Dominic Scriven also wants the State Bank of Vietnam (SBV) to be bolder in divestment, accepting to sell more shares to create conditions for enterprises to reform their management system.
Speaking at the Conference on deploying of development mission for Stock Market in 2019 on February 22, Dominic Scriven, Chair of Dragon Capital, said that in 2018, there were fluctuations in politics, economy, climate and global environment, Vietnam stock market remained relatively stable although VN Index slightly decreased.
The quality of governance and transparency in public companies has been improved constantly, affecting the trust of domestic and foreign investors. Business value premises are generally appropriate and standard.
While foreign investors significantly withdraw capital in other regional countries, Vietnam still attracts relatively foreign capital inflows into the market. The real interest rate that the budget has to bear on national loans has dropped significantly, unprecedented low, creating a positive effect on borrowing costs.
Moreover, newly introduced products such as derivatives and covered warrants show the creation of government agencies in developing markets.
As a fund manager who has participated in Vietnam stock market for many years, Dominic Scriven stated four proposals.
First, he proposed that the Ministry of Justice incorporated with SBV to provide guidelines, unified modification to the legal status of foreign organisations in the stock market to ensure finance operation for investors in Vietnam.

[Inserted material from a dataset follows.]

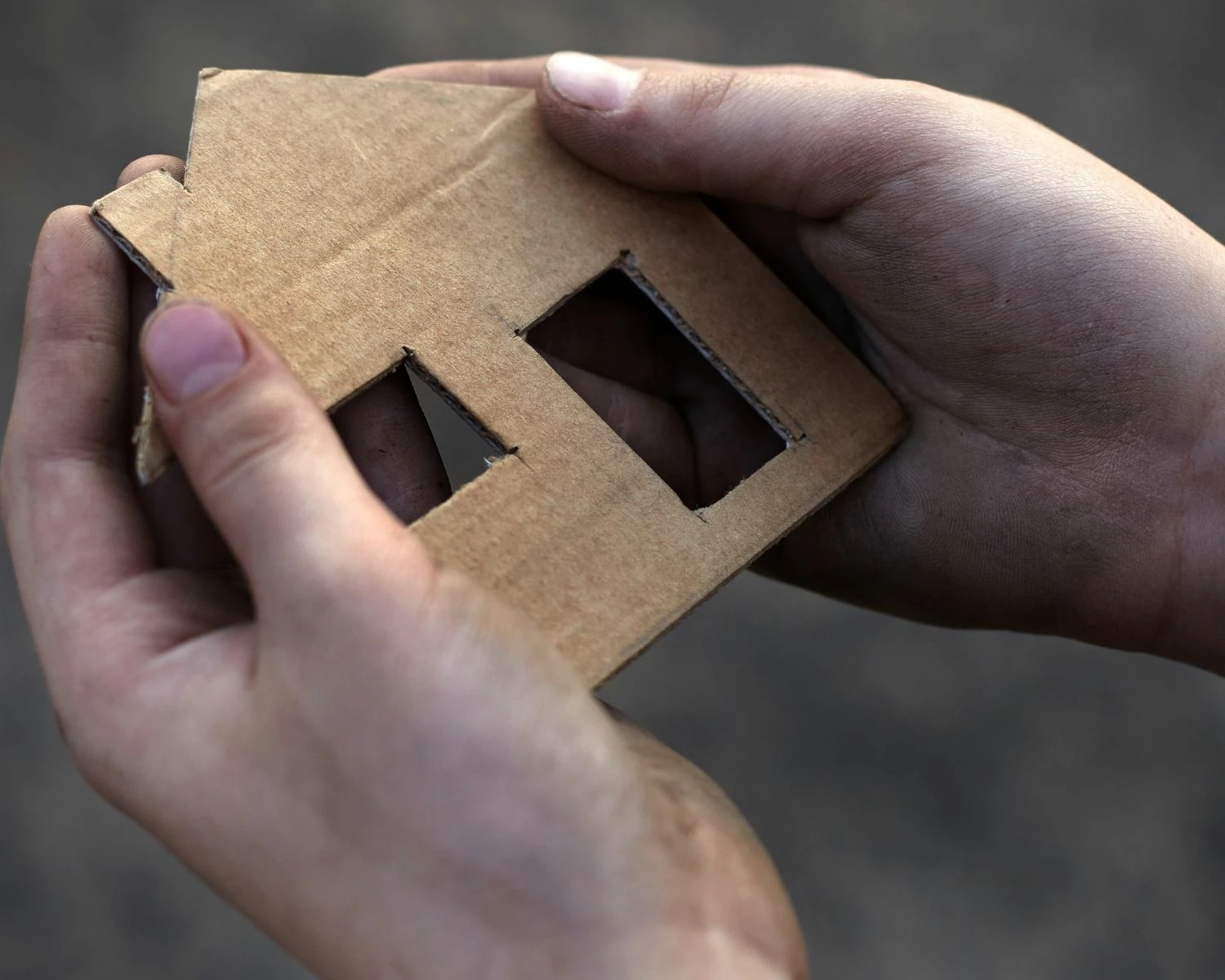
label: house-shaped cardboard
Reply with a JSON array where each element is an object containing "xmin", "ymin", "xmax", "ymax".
[{"xmin": 93, "ymin": 70, "xmax": 906, "ymax": 684}]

Secondly, in developed countries, institutional investors often occupy from 50 percent to 70 percent of the market, individuals make up the rest, but the situation in Vietnam is the opposite. The absence of investment organisations, financial institutions and professional investors creates many difficulties for businesses that need reliable, strong and responsible investors; making it difficult for individual investors in Vietnam as it is necessary to develop suitable, safe, long-term and professional products; making the market lose its diversity.
Dragon Capital Chair proposed the functioning authorites to solve the remaining problems, establish a voluntary pension fund and pave the way for other types of organisations to participate in the market, and diversify investment products.
Thirdly, Dominic Scriven said that foreign investors ownership rate was much concerned by investors and affected the upgrading of Vietnamese Stock. This was also an issue that accounted for 80 percent of the concerns of foreign investors and MSCI in considering the ability to upgrade.
The Chair of Dragon Capital proposed that the government should review Article 23 of the Investment Law due to the fact that Vietnamese enterprises with foreign ownership of more than 51 percent become foreign enterprises, which is not appropriate, creating an unfair competition.
Besides, he also proposed, while many banks are increasing capital mobilisation to meet basel II standards, the government might consider raising foreign ownership limit in banks from 30 to 49 percent. At the same time, Vietnam should also consider “give the green light” for non-voting depository receipt (NVDR) according to the model of Thailand or Malaysia.
Finally, the Head of Dragon Capital said that the current Vietnam stock market was suitable for the State to divest successfully, according to the method of making cashbook and divestments should be further promoted. At the same time, the State should consider accepting to sell more shares to create conditions for enterprises to reform their management system.